Get More Done With Less Stress!

Like many IAUG members, Lori Wodrich begins her workday with a plan in mind, only to find herself scrambling to address an “it-can’t wait” crisis like a network outage. “That’s a daily thing for those of us in voice technology,” said Wodrich, an IAUG board member who participated in an interactive September 23 webinar, “Busily Unproductive – How to Get the Important Work Done With Less Stress.”

Keynote speaker Cleonie Mainvielle suggested “unpacking” the daily schedule and creating buffers deal with unexpected events. “As professionals, we are overachievers,”  she said. “But rather than being stressed trying to respond to everything, it’s better to take a few minutes during the day and give yourself some breathing room.”

As owner and founder of Inspired Outcome, a productivity, and organizing business, Mainvielle works with female entrepreneurs and professionals to address time-wasting tasks and structure days, weeks and months to support goals and ambitions. For instance, she suggested recognizing and honoring the natural ebbs and flows of personal energy. Whether you are a “morning or an evening person,” you can schedule your most important activities at a time when your daily and weekly energy levels are high.

“That really resonates with me,” said IAUG board member Adriane Davis, who hosted the virtual event presented by IAUG’s Empowering Women in Technology Community. “I made changes to my schedule because mornings are not for me. In fact, I can concentrate and get things done in the middle of the night.”

Three strategies

In her talk, Mainvielle presented three strategies for accomplishing important tasks while reducing personal stress and avoiding the feeling of being overwhelmed. “You want to manage competing priorities and be able to log off work at the end of the day without feeling guilty,” she said.

1. Live with intention.  Think about what needs to happen during the day or week to make you feel satisfied and accomplished. Rather than showing up each morning and wondering what will happen at work, take a deliberate approach and focus on what you would like to get from your investment of time.

If there are certain daily tasks you dislike, consider putting them in a broader context, Mainvielle added. “For instance, I didn’t want to take time to do the laundry,” she said. “Then I reframed my thinking to make this task more meaningful by giving my family a sense of comfort and security.”

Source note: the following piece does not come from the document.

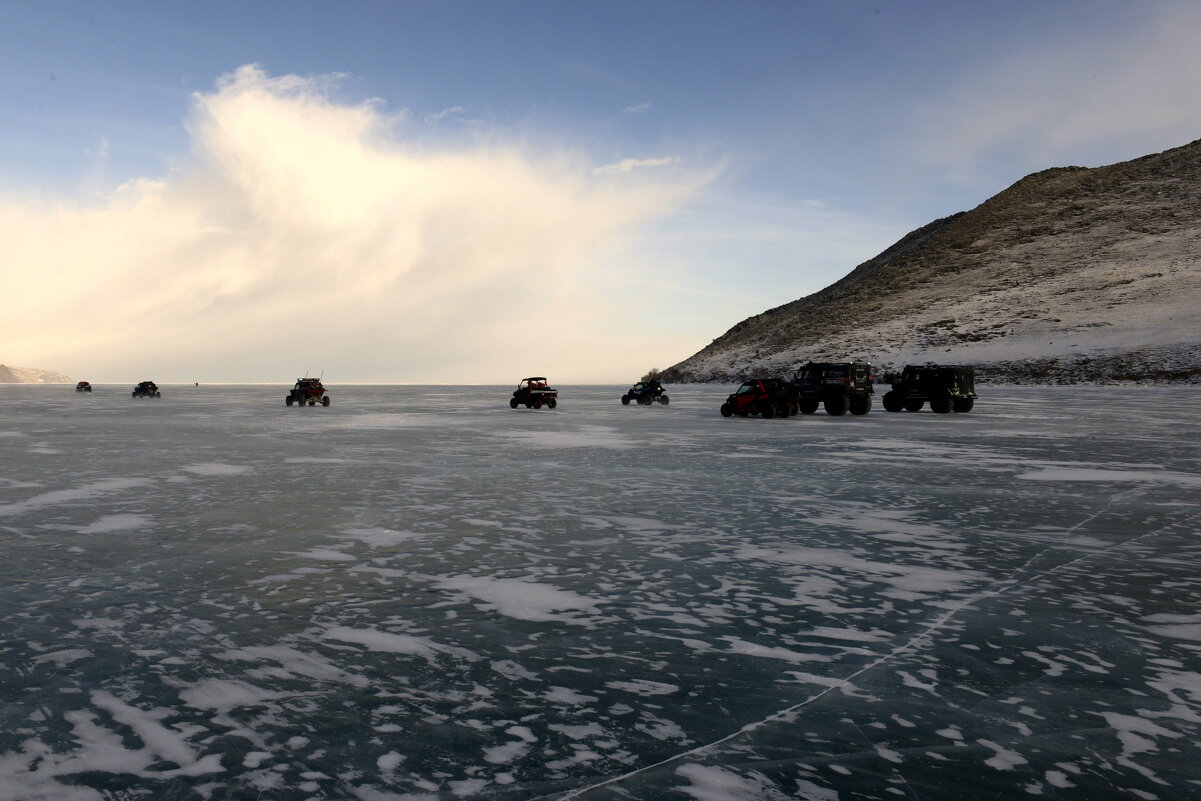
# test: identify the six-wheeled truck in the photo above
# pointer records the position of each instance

Continuing that thought, Wodrich said replying to an email at work can be more than just giving a simple answer. “It’s an opportunity to create a good user experience and build a relationship,” she said.

2. Plan. If you feel overwhelmed at work, this is the game changer, said Mainvielle. “Planning is the key to getting the important things done, so you can close your eyes at the end of the day with your head on the pillow.”

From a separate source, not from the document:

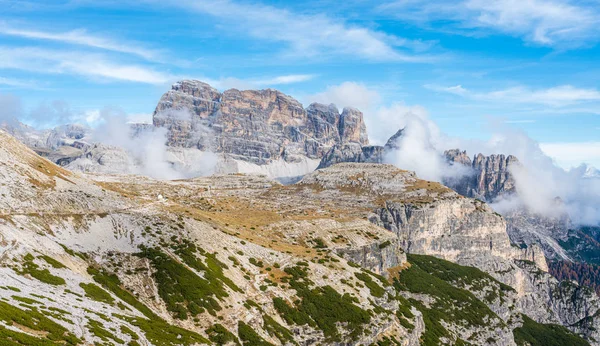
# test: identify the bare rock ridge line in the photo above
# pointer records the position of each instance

Even if you already prepare a daily plan, Mainvielle suggested conducting a personal time study, logging how you spend your hours for four to seven days. “Your memory is not a reliable source, so write things down,” he added.

Next, you should prepare a time budget that incorporates work, family and personal time. “I also recommend planning your time at least two days in advance,” she added. “It keeps you from scrambling around so you show up at meetings prepared and ready to contribute.”

3. Evaluation.  This often overlooked step helps you find value when you miss deadlines and personal goals. “Spending 10 to 15 minutes a day reflecting and evaluating will help you gain more control over your life, rather than just being in a reaction mode,” she said. “You can celebrate your wins and think about how you can replicate them in the future.”

Wrapping up the session, Mainvielle suggested three good questions to consider:

• What do I need to stop or start doing to reduce my feelings of stress and feel satisfied and accomplished?

•What additional support do I need to support the BEST version of myself?

•What mini-experiment can I try over the next seven days to get better results?

As she said, “Our daily lives need to provide us with meaning, purpose and joy.”